Male Sprague-Dawley rats were exposed whole-body to the mainstream smoke produced by a commercial filter cigarette for 8 consecutive days, accounting for a cumulative exposure to the smoke of 75 cigarettes. Liver and lung S12 fractions were used in the Salmonella mutagenicity test in order to assess either the decrease of potency of a direct-acting mutagen (sodium dichromate) or the metabolic activation of promutagens, including cigarette smoke itself and its condensate, benzo[a]pyrene and its 7,8-diol, the aromatic amine 2-aminofluorene, and the heterocyclic amine 3-amino-1-methyl-5H-pyrido(4,3)indole. Morover, individual biochemical parameters were measured in the liver and lung of the same rats and, in the case of cytochrome P-450-dependent mono-oxygenases, also in the heart of untreated or Aroclor-treated rats. The monitored biochemical parameters included aryl hydrocarbon (benzo[a]pyrene) hydroxylase and ethoxyresorufin deethylase in microsomal fractions, epoxide (benzo[a] pyrene-4,5-oxide) hydrolase in both microsomal and cytosolic fractions, glutathione (GSH) and GSH S-transferase in the cytosol. Exposure to cigarette smoke resulted in a number of significant metabolic changes, as compared to sham-exposed rats. The most pronounced alterations consisted in a 2.6-fold induction of aryl hydrocarbon hydroxylase in the lung and 8-fold induction of ethoxyresorufin deethylase in the liver, and in a marked stimulation of the liver metabolic activation of all promutagens.
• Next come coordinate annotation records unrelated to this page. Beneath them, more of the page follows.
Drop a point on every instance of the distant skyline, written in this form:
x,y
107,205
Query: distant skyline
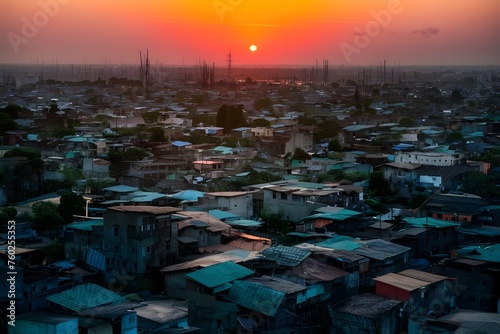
x,y
285,32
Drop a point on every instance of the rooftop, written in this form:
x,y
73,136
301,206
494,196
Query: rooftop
x,y
402,282
86,296
256,297
219,274
367,305
155,210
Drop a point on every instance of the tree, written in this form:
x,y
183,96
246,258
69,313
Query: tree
x,y
151,117
300,154
456,96
378,184
157,135
7,123
46,217
260,122
334,145
454,137
480,184
71,204
264,103
230,117
406,122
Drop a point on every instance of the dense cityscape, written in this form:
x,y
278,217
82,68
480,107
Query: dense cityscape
x,y
230,166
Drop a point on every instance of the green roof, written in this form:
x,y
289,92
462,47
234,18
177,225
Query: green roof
x,y
85,225
429,222
256,297
488,253
338,216
219,274
84,297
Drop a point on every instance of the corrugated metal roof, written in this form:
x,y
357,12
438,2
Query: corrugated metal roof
x,y
489,253
219,274
156,210
121,189
367,305
286,256
213,224
277,284
422,275
255,297
83,297
237,255
96,259
429,222
85,225
314,271
401,282
109,311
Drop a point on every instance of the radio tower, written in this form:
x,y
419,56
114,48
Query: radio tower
x,y
229,60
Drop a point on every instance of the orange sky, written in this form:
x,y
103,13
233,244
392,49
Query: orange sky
x,y
296,32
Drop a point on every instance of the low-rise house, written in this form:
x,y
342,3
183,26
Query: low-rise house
x,y
476,269
235,202
175,281
81,236
203,287
137,238
425,294
44,322
368,313
426,235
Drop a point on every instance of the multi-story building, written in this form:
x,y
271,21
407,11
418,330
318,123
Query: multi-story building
x,y
137,238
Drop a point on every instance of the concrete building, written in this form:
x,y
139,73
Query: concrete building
x,y
137,238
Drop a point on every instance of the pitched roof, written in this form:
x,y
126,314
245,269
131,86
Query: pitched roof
x,y
83,297
192,217
255,297
401,281
237,255
155,210
422,275
429,222
285,255
314,271
121,189
367,305
219,274
277,284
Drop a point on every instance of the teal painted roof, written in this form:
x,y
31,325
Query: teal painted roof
x,y
245,223
85,225
86,296
340,242
187,195
219,214
488,253
429,222
339,216
256,297
121,189
219,274
285,255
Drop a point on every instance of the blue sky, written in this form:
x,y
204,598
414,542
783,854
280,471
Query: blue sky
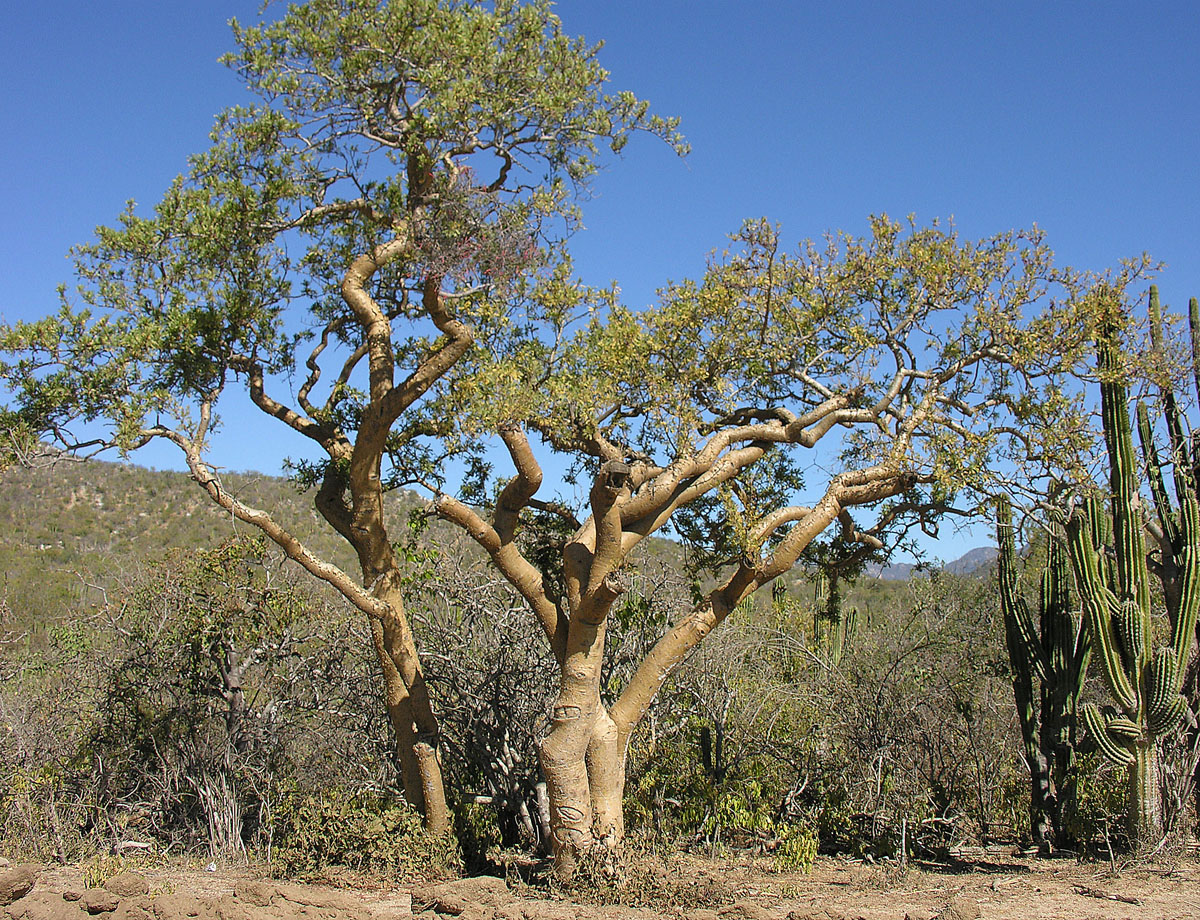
x,y
1083,118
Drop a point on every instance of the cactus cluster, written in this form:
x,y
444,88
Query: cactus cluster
x,y
1049,662
1144,678
833,626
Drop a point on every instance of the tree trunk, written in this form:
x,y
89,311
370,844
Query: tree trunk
x,y
1145,797
411,713
576,720
1041,798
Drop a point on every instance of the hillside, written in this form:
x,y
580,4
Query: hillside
x,y
70,530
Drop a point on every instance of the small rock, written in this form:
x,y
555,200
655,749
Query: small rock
x,y
960,908
45,906
16,883
745,911
259,894
127,884
132,908
322,897
99,901
179,907
397,907
549,911
454,897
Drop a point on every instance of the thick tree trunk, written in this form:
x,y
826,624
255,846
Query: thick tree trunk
x,y
577,716
400,714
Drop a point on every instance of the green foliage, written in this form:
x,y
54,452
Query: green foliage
x,y
676,799
339,829
1049,662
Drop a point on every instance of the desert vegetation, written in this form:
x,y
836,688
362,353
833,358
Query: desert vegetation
x,y
558,579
The last effect was inhibited by the oral administration of the chemopreventive agent N-acetylcysteine. On the whole, there was a poor correlation between the monitored biochemical and mutagenicity end-points. Moreover, metabolic data did not substantially account for the massive damage produced by cigarette smoke and the striking protective effects exerted by N-acetylcysteine, which were established in parallel studies evaluating histopathological, cytogenetic, and molecular dosimetry end-points in specimens of the same animals.